Spykman’s concept elaborated that the landlocked states faced security challenges from their immediate neighbors. Island states mostly had to face pressure from other naval powers; however, if such Islands were offshore states, like Great Britain and Japan, they could most likely face security challenges from other coastal powers. Therefore, to counter such challenges, offshore island states strived to conquer or colonize coastal areas, so as to maintain coastal buffer states and support a balance of power between continental powers. Thus, both land and sea frontiers determined their principal security strategy.

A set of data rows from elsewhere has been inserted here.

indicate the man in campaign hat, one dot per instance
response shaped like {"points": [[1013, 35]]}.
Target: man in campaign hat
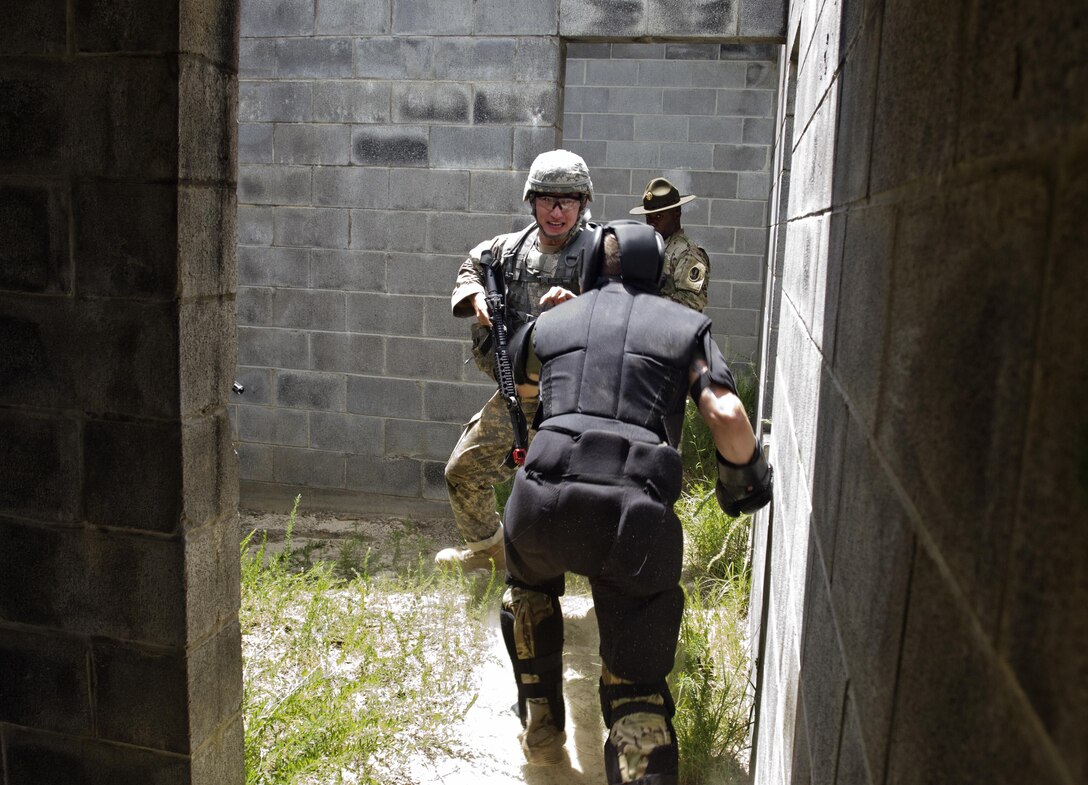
{"points": [[687, 271]]}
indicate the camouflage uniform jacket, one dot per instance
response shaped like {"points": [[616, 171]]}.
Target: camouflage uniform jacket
{"points": [[687, 274]]}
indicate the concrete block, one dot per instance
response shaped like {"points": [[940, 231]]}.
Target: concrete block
{"points": [[308, 468], [126, 710], [632, 154], [343, 101], [385, 397], [124, 236], [531, 19], [734, 212], [1042, 622], [423, 358], [439, 323], [684, 156], [918, 106], [273, 266], [275, 101], [869, 583], [255, 462], [370, 229], [274, 185], [310, 144], [857, 88], [741, 158], [529, 142], [347, 353], [308, 309], [521, 104], [113, 453], [619, 73], [35, 28], [994, 229], [287, 427], [619, 127], [277, 17], [454, 402], [476, 59], [453, 147], [254, 306], [394, 58], [745, 103], [257, 59], [539, 59], [442, 17], [491, 192], [754, 185], [297, 389], [350, 186], [988, 718], [353, 17], [46, 682], [87, 582], [612, 19], [255, 142], [725, 129], [696, 100], [402, 146], [346, 433], [699, 17], [34, 238], [305, 227], [381, 475], [413, 438], [431, 102], [36, 757], [347, 270], [255, 226]]}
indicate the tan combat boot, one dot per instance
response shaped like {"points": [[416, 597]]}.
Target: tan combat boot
{"points": [[542, 742], [473, 560]]}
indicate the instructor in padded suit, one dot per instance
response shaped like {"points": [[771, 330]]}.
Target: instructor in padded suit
{"points": [[595, 496]]}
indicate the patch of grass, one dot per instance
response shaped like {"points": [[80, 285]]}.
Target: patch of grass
{"points": [[347, 677]]}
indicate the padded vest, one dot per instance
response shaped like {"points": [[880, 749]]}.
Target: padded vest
{"points": [[615, 354]]}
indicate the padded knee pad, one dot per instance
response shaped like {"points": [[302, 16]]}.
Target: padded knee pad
{"points": [[641, 748], [532, 630]]}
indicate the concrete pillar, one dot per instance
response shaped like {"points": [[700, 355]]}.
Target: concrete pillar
{"points": [[119, 587]]}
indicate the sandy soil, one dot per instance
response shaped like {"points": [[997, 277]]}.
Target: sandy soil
{"points": [[492, 754]]}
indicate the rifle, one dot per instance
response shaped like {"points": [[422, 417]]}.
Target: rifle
{"points": [[495, 287]]}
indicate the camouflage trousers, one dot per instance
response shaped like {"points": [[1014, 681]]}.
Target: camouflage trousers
{"points": [[477, 465]]}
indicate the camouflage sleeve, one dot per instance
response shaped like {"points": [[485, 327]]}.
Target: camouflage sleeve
{"points": [[469, 282], [688, 277]]}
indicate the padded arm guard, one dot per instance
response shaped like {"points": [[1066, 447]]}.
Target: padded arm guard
{"points": [[742, 489]]}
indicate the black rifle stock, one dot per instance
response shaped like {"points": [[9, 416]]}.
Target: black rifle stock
{"points": [[504, 373]]}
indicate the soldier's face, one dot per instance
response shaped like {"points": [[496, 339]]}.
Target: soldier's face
{"points": [[666, 222], [556, 213]]}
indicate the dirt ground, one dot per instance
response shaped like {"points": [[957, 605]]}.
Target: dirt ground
{"points": [[491, 725]]}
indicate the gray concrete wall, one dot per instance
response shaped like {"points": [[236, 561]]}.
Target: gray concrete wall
{"points": [[380, 141], [120, 649], [923, 576]]}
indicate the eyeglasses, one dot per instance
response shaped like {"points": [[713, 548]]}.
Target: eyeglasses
{"points": [[565, 203]]}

Spykman’s theory is the most pertinent of the geopolitical theories mentioned above; particularly, in the light of rise of China and its endeavors to control the Rimland, while the efforts of other countries to stop China from doing so. China’s Belt and Road Initiative is an effort to dominate both the sea coasts and the land. China’s growing influence in South China Sea, and Indian Ocean are significant to consider in this regard. China has increased its presence in South China Sea and it is striving to make an impact in the Indian Ocean through China Pakistan Economic Corridor (CPEC). CPEC can ensure Chinese trade through Pakistan’s Gwadar Port with the Middle East and African countries, with much lesser costs that the routes through South China Sea, thus, giving China an alternative in its Rimland dominance. So as to counter the same, the US has been strengthening its military presence around the Indian Ocean chokepoints so as to keep a check on Chinese dominance. It has also formed close relations with India for the same purpose and keeping the balance of power in the South China Sea not to let the Rimland fall to the absolute Chinese control. In the light of above discussion, it can be said that Spykman’s Rimland theory is still of major significance in the international relations, both for its practitioners and its analysts.